Avec des taux de grève de 50 % ou plus dans l’Éducation nationale (60 à 70 % en Seine-Saint-Denis), de 36 % aux Impôts, avec une moyenne de 30 % dans toute la fonction publique, et plus de 20 000 cheminots à Paris, la journée du 8 est bien « un avertissement » social et politique, alors que la confrontation présidentielle bat son plein. En même temps, elle n’est pas - pas encore ? - au niveau d’acuité et d’exigence que la bataille politique nationale exigerait.
Cette journée est à la confluence de trois secteurs en lutte. D’abord, un vrai regain de combativité dans l’Éducation nationale, avec la grève du 18 décembre (secondaire), puis la manifestation du 20 janvier, et des luttes départementales. Ce qui fait dire à Gérard Aschieri (FSU) qu’il serait fou d’espérer « laisser passer l’orage », car « il ne passera pas ». S’ajoute le ras-le-bol salarial des fonctionnaires depuis des années, redoublé de celui des cheminots, en colère contre des suppressions d’emplois et les menaces proférées sur leur régime de retraite. La question salariale - et des richesses, avec notamment le débat fiscal permanent ces derniers jours - est au premier plan depuis la rentrée. Chaque semaine, des conflits éclatent sur les salaires dans le secteur privé. Mais la question des salaires n’était pas parvenue jusqu’ici à se traduire en luttes d’ampleur nationale. La conférence de Villepin, en décembre, a été une opération de diversion que le syndicalisme a été incapable de déjouer.
La défense du service public est également un support de mobilisation, mais de manière quelque peu indirecte chez les personnels. Pourtant, la SNCF est en train de casser son réseau marchandises (fret), au profit de la route, tout en préparant les trains privés. L’école est toujours au cœur d’une vaste offensive idéologique menée par le ministre de Robien (de la méthode de lecture aux décrets sur les horaires, en passant par la réforme administrative des écoles) et par... Ségolène Royal (carte scolaire). La fonction publique en général est l’une des plus vieilles cibles des libéraux, et de Sarkozy (amaigrissement de l’État, rapport Camdessus), qui « promet » le non-remplacement d’un fonctionnaire en retraite sur deux, anticipé cette année par 15 000 postes supprimés, touchant surtout l’Éducation et Bercy.

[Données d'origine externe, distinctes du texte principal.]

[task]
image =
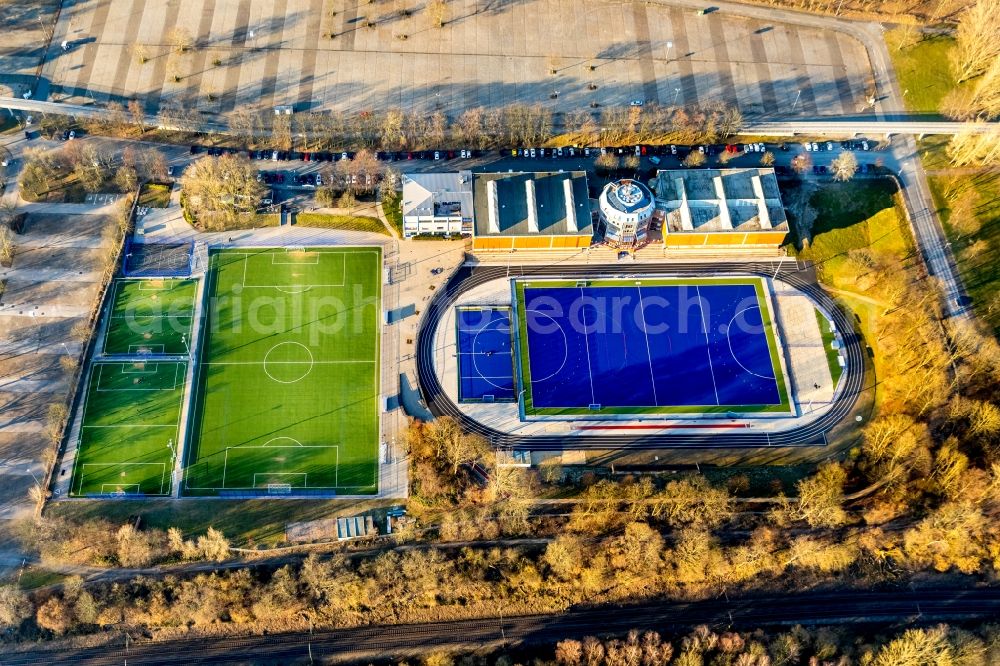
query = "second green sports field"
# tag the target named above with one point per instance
(287, 390)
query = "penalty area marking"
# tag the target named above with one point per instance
(304, 475)
(282, 438)
(83, 473)
(343, 273)
(117, 489)
(225, 465)
(141, 373)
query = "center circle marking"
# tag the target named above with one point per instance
(288, 371)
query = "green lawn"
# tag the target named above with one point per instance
(150, 316)
(831, 354)
(345, 222)
(851, 216)
(524, 361)
(976, 254)
(857, 214)
(924, 70)
(155, 195)
(287, 394)
(130, 429)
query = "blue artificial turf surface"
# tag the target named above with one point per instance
(485, 355)
(630, 346)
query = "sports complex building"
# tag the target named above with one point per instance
(258, 376)
(535, 210)
(729, 207)
(693, 209)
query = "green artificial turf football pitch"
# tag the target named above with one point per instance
(150, 316)
(129, 433)
(288, 384)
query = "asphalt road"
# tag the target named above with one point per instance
(900, 608)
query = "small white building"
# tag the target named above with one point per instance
(437, 203)
(626, 207)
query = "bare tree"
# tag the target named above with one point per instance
(977, 46)
(975, 148)
(127, 179)
(7, 247)
(984, 103)
(221, 191)
(392, 129)
(844, 166)
(281, 132)
(695, 158)
(437, 11)
(141, 53)
(138, 113)
(821, 497)
(181, 40)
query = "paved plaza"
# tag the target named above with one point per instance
(353, 56)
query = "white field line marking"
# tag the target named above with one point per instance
(586, 341)
(708, 346)
(730, 342)
(649, 354)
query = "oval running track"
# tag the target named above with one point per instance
(809, 434)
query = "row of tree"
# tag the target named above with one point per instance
(475, 128)
(94, 168)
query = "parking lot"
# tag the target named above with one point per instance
(325, 55)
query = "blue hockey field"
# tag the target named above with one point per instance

Après le 8 février, les syndicats ont prévu de se revoir cette semaine, Il manque cependant à cette journée la portée politique que, par exemple, la grève du 10 mars 2005 annonçait pour le 29 Mai suivant. Et là, la responsabilité est partagée entre l’éclatement de l’offre politique à gauche de Ségolène Royal, et le positionnement attentiste des confédérations syndicales. La CGT a estimé que le 8 février était une « contribution syndicale » au débat électoral. Mais c’est plutôt le minimum syndical, quant au contenu politique. Jean-Daniel Lévy, de l’institut CSA, qui réalise chaque année le baromètre d’audience syndicale, estimait que le syndicalisme devrait se situer « un pas devant » les salariés ; en « aidant les candidats » de par son « expertise », à « influer positivement la campagne » (Le Peuple, de novembre 2006). Or, les syndicats sont plutôt, jusqu’ici, « un pas derrière », et ce n’est pas bon pour leur indépendance authentique. Ce repli, en deçà des enjeux politiques centraux, peut aussi nuire à la hauteur nécessaire de la mobilisation, en émoussant sa portée interprofessionnelle, alors que les salariés sont très conscients de la gravité du moment.
Le 10 mars prochain, la Convergence de défense des services publics organise des états généraux, avec l’appui de plusieurs fédérations syndicales (CGT, FSU, Solidaires) et en interpellant les candidats. C’est une occasion de donner suite au 8 février, en exigeant des réponses claires sur quelques questions dérangeantes concernant les services publics, en France et en Europe.